Metadata and Pangenome
Associating Metadata to Pangenome Elements
The metadata command allows the addition of metadata linked to various pangenome elements. Metadata can be associated with genes, genomes, families, RGPs, spots, and modules using a simple TSV file.
To add metadata to your pangenome, execute the command as shown below:
ppanggolin metadata -p PANGENOME --metadata METADATA.TSV --source SOURCE --assign ASSIGN
The
--sourceargument corresponds to the metadata’s origin and will serve as the storage key in the pangenome.--assignallows you to specify the pangenome elements to which you want to add metadata from the following list: {families, genomes, genes, RGPs, spots, modules}.
The associated metadata can then be exported in various output files of PPanGGOLiN such as GFF, PROKSEE JSON Map and Table output for genomes (see here for more details) and in the gexf graph file of the pangenome as well as in the graph resulting in the RGP clustering.
The metadata linked to pangenome elements can be exported to various output file formats within PPanGGOLiN, including GFF, PROKSEE JSON Map, and Table outputs of the write_genomes command (see here for more details). Additionally, the metadata can also be included in the gexf graph file representing the pangenome and in the RGP clustering graph.
Note
Certain information (such as species, strain, and dbx_ref) is extracted from genome annotation files (GBFF, GFF) during the annotation step and added to the pangenome as metadata under the source ‘annotation_files’. These metadata can be extracted using the write_metadata command.
Metadata Format
PPanGGOLiN offers a highly flexible metadata file format. Only one column name is mandatory, and it aligns with the assignment argument chosen by the user (ie. families, RGPS…).
For instance, the TSV file used to assign metadata to gene families for functional annotation might resemble the following:
families |
Accession |
Function |
Description |
|---|---|---|---|
GF_1 |
Acc_1 |
Fn_1 |
Desc_1 |
GF_2 |
Acc_2 |
Fn_2 |
Desc_2 |
GF_2 |
Acc_3 |
Fn_3 |
Desc_3 |
… |
… |
… |
… |
GF_n |
Acc_n |
Fn_n |
Desc_n |
Note
As you can see in the above table, one element (here GF_2) can be associated with with multiple metadata entries.
Command Specific Option Details
--metadata
PPanGGOLiN enables to give one TSV at a time to add metadata.
--source
The source serves as the key for accessing metadata within the pangenome. If the source name already exists in the pangenome, it can be overwritten using the --force option. This system facilitates the utilization of multiple metadata sources, accessible and usable within PPanGGOLiN. In the context of annotation, the source typically represents the name of the annotation database used during the annotation process.
--assign
PPanGGOLiN enables the addition of metadata to various pangenome elements, including families, genomes, genes, RGPs, spots, and modules. However, the user can provide only one metadata file at a time, thereby specifying a single source and one type of pangenome element.
--omit
This option allows you to bypass errors resulting from an unfound ID in the pangenome. It can be beneficial when utilizing a general TSV with elements not present in the pangenome. This argument should be used carefully.

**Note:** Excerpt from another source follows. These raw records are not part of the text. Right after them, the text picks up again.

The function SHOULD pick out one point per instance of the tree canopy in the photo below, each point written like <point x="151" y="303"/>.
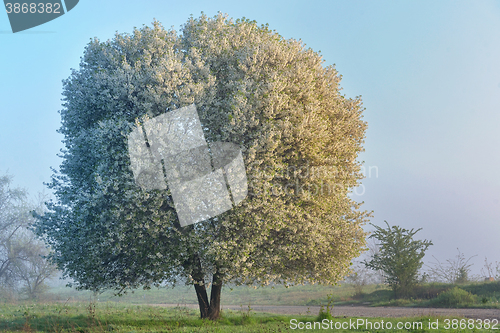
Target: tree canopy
<point x="400" y="257"/>
<point x="273" y="97"/>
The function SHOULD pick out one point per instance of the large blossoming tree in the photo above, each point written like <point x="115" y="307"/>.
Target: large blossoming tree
<point x="299" y="135"/>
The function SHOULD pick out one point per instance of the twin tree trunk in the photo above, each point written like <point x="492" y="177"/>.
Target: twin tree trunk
<point x="210" y="310"/>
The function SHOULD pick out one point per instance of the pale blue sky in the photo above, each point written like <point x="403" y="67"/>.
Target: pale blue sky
<point x="428" y="73"/>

Checking Metadata Associated with the Pangenome
You can inspect which pangenome elements have associated metadata and their respective sources using the ppanggolin info command. For more details on this command, refer to the info command documentation.
To check the metadata, execute the following command:
ppanggolin info -p PANGENOME --metadata
Exporting Metadata to TSV Files
The write_metadata command allows you to export metadata to TSV files. It creates one file per source of pangenome element metadata.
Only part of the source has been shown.